Итак, нечего отныне делать вид, что какая-то Татьяна любила Евгения, а он ее не любил, что некий Блум был на похоронах Патрика Дигнама, что княгиня Марья Алексевна… — ничего этого никогда ни под каким видом не было, не хотело быть, не могло быть никоим образом, и слезами больше никогда, никогда над вымыслом не обольюсь, — я СВОБОДЕН! О многообразных человеческих пакостях больше не пекусь, не занимаюсь изобличением мелочного вранья, ибо не хочу. А записывать под неторопливую диктовку Хранителя Слова — или кто Он там — разные байки и причудливые анекдоты — совсем другое дело. Оно, это древнее диктующее начало, само по себе невидимо и неиконографично, как Аллах у мусульман, но за всем этим куражом и бурлеском диктуемых им пассажей встает все-таки некий доступный внутренним очам моего воображения туманный образ… Некий силуэтный портрет анфас, на котором не различить ни глаз, ни носа, ни какого-нибудь индивидуального рисунка лба, выражения лица или особенной, неповторимой черточки от крыла носа к уголку губ… Но все же перед нами возникает прекрасный портрет замечательного существа, очень симпатичного для всех и веселого, не имеющего ни одного врага во всех бытующих в Доме великого Отца нашего одушевленных и неодушевленных, полуодушевленных, химерических и ангельских, твердокаменных и воздушных, бесшумных и громоподобных, мясистых и виртуальных, башкастых с рожками и бородою и головогрудых с длинным усом на каждую из двух сторон от головогруди, шерстистых, лохматых и облезлых, как крысята, прыгучих вверх выше своего роста в двадцать раз и ползающих благодаря волнообразным движениям своего брюха, чихающих, сосущих кровь или соки трав, в воняющих клопами цветах и в цветах, воняющих тухлой рыбой, в чистюлях, грязнулях, скрипулях, шипулях, моргулях, пердулях, мастерах самой меткой и точной стрельбы из бомбарды заднего прохода прямо в нос противнику — ни в ком из перечисленных Он никогда не имел врагов.

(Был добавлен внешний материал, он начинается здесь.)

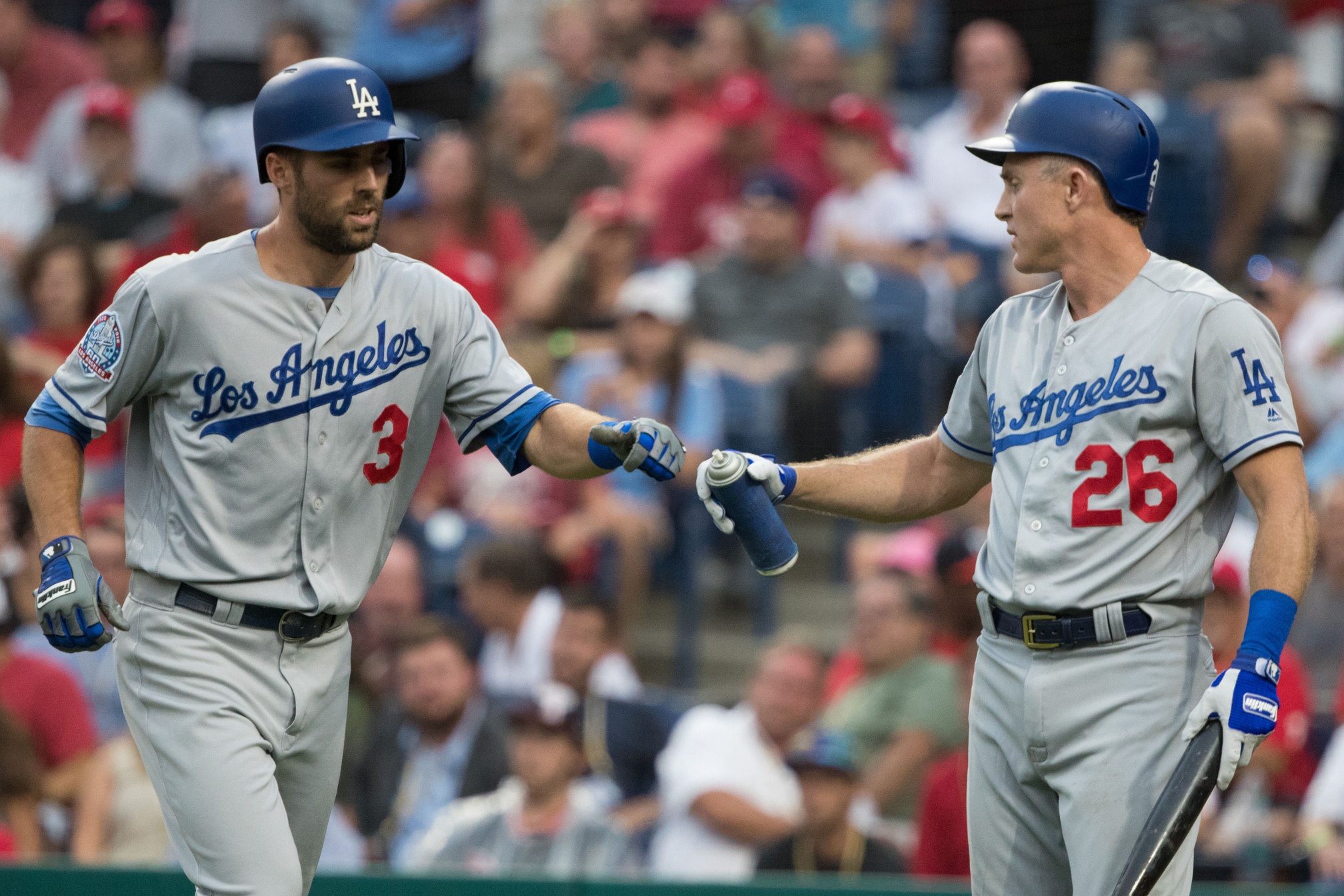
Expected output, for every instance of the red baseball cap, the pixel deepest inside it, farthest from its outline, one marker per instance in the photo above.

Это говорю я, А. Ким, которому Он поручает написать данные строчки. И мне это очень приятно делать, потому что ничего нет более легкого для меня, чем день-деньской сидеть на одном месте и слово за словом нанизывать на длинные, прихотливые ожерелья русских фраз. А они самые запутанные на свете, самые замысловатые и расхерасперистые и разбираться в том, что ты насобирал, чрезвычайно интересно и увлекательно. Ведь я и не заметил, как жизнь прошла за подобным занятием. Но это все просто так — не сказка, стало быть, а присказка, сказка будет впереди.
На полуострове Камчатка было такое место под местным туземным названием Расхерасперистуум, что означает Долина Теплых Ручьев, Текущих в Самих Себя, и это место считалось заколдованным. Может быть, потому, что туда однажды заползли со всех сторон медведи в огромном количестве, — и аборигены, наблюдавшие за долиной со склонов окрестных сопок, могли бы насчитать их тысячами, если бы туземцы умели считать до тысячи. Темно-рыжие пятна зверья, словно раздавленные на стене клопы, сплошь покрывали глинистую поверхность бестравной долины, по которой текло, сверкая на солнце, множество ручьев, и все в одну и ту же сторону, сплетаясь и расплетаясь, словно синие вены на усохшей старческой руке.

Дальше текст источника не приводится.